Esta observação fez com que quase todos parassem de comer e se concentrassem no Chefe Ferreira, aguardando pelo esclarecimento total do motivo daquele escrito na serralharia. E foi logo a seguir:
– É que eu só vejo de um olho. Este aqui – apontou com um dedo para a vista esquerda – é de vidro.
Todos os presentes riram a bom rir. Primeiro os que falavam português, depois os estrangeiros, após a respectiva tradução ter sido feita.
Há medida que acabavam de almoçar, as pessoas iam-se levantando para dar o lugar a quem esperava. Este espaço estava destinado aos encarregados e aos engenheiros, fossem eles angolanos, portugueses ou americanos. O restante pessoal almoçava num outro espaço, mais amplo, mas também já insuficiente para a quantidade de gente que estava na obra.
Aproximava-se o fim-de-semana, e constituíam-se vários grupos entre os expatriados portugueses e americanos, organizando-se passeios à praia e almoçaradas onde quer que calhasse, conforme o lugar fosse mais aprazível a uns e a outros.
Um dos responsáveis americanos sugeriu que se fizesse um barbeque numa praia. A ideia colheu quase a unanimidade dos presentes, mas teria que se fabricar um fogareiro para grelhar as carnes.
– Nada mais fácil – interveio o Pacavira – corta-se um bidon de duzentos litros ao meio e faz-se um excelente assador.
O próprio Pacavira encarregou-se de arranjar o bidon e tratar de fazer o fogareiro.
Encontrado o tambor de duzentos litros, aproximou-se de um dos vários chefes de equipa que tinham os serralheiros às suas ordens, e pediu para que fosse cortado o tambor a meio e ao alto, para fazer um fogareiro.
Nesse momento ia Job a passar com uma rebarbadora na mão, e o chefe de equipa gritou-lhe:
– Ei miúdo!
Job parou, e vendo que a chamada era para si, aproximou-se de quem o tinha interpelado.
– Olha…tás a ver aquele bidon…deita-o ao chão e corta-o ao meio, assim – ordenou, enquanto com a mão indicava a direcção em que pretendia o corte.
O pequeno Job, cheio de orgulho por lhe ter sido confiado um trabalho para um verdadeiro serralheiro, deitou o tambor ao chão e ligou a rebarbadora.
Assim que encostou o disco à chapa, e logo que este penetrou no interior do reservatório, sentiu-se um enorme estrondo de uma violenta explosão.

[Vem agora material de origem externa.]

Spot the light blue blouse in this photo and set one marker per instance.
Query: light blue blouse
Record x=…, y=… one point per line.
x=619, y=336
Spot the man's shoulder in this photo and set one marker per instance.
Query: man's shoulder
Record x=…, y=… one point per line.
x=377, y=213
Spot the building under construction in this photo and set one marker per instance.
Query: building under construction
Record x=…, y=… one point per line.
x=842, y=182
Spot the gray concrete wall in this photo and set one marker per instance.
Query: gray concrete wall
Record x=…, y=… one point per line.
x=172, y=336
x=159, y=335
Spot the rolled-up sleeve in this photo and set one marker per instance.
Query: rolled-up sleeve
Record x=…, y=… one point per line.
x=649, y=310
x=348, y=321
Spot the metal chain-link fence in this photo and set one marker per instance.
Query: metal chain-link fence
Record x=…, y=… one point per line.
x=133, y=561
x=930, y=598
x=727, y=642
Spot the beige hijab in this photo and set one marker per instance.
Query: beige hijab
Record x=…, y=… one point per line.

A tampa do invólucro projectou-se no ar atingindo um colega que se encontrava nas imediações, e o bidon deu um salto de tal forma violento, que embateu e perfurou a cobertura daquela área.
As chamas emanadas da explosão apanharam as pernas de Job Jeremias, fazendo-lhe saltar a roupa que trazia vestida.
De imediato surgiram extintores para apagar o foco de incêndio, e pessoas para prestar os primeiros socorros aos dois trabalhadores feridos.
Job e o colega foram evacuados para o hospital. Ele com queimaduras do segundo grau em ambas as pernas, e o outro com ferimentos e escoriações na face e no peito.
No local do acidente surgiram todos os engenheiros, encarregados, chefes de equipa e também o americano - director do estaleiro. Este ordenou de imediato um relatório preliminar e abertura de um inquérito.
Concluído o processo, veio a constatar-se que o referido reservatório continha restos de gasolina, e que nem a pessoa que o indicou nem quem ordenou o seu corte sabiam do seu conteúdo.
Assim sendo, a responsabilidade era do trabalhador que realizava o corte do bidon, por não ter tomado as devidas providencias no cumprimento das regras de segurança.
Job Jeremias foi despedido.
O chefe Ferreira apresentou a sua demissão.